Angus firms urged to bid for bigger piece of council procurement spend

Angus firms have been challenged to grab an even greater slice of the council procurement pie after figures revealed the rural authority is one of the best in the country for keeping cash local.

The area’s finance spokesman welcomed data revealing a total procurement outlay in 2018/19 of £106.7 million, including a £1.4m saving through collaborative arrangements with neighbouring authorities.

Although the spend dipped by 1.3% from the previous year, the statistics show 37% of the figure went to Angus-based suppliers, which compared to a Scottish average of 27% and ranked Angus sixth in the national league table.

It comes as neighbouring Dundee City Council remains in the grip of a corporate fraud investigation relating to the award of a multi-million pound construction contract for the installation of heat and smoke and carbon monoxide detectors. 

Angus finance spokesman, Kirriemuir Conservative Angus MacMillan Douglas said: “The 37% going to local firms is a tremendous achievement, but I would like to see it be even more, hopefully 50%.”

Administration colleague Bob Myles, who heads the council’s procurement sounding board said: “The council spends a significant amount on procurement and these are areas where we need to make sure we get the best value.

“To see 37% of our procurement spend is with suppliers based in Angus is a good news story – we’re doing what we can to help local businesses as well as being as efficient as possible.

As policy and resources councillors approved a review of the council’s strategy for the next two years, procurement and commissioning manager Mark Allan said scope remains for even greater collaborative savings.

Angus, Dundee City and Perth & Kinross Councils with Tayside Contracts embarked on delivery of a full shared procurement service for the Tayside councils in June as part of a project expected to last two years.

Mr Allan said: “There is substantial evidence of participation in a high degree of available collaborative procurement. In terms of spend, however, there is an 80/20% split in favour of non-collaborative procurement.
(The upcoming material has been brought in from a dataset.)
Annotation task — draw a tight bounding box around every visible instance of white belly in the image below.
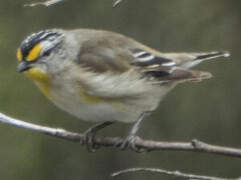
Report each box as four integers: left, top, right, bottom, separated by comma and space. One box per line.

“The large majority of procurement spend is still addressed and managed by Angus Council staff applying a devolved procurement model.

“The Tayside Collaborative shared procurement service project which initiated in June should, once established, be mandatory for all procurement with only approved exceptions if the benefit identified by the business case is to be realised,” he said.

Perth and Kinross Council’s 2018/19 procurement spend was £240m, but the authority was not able to provide the locally-based percentage within that total.

A spokesperson for Dundee City Council said: “A report will be presented to the policy and resources committee in December.”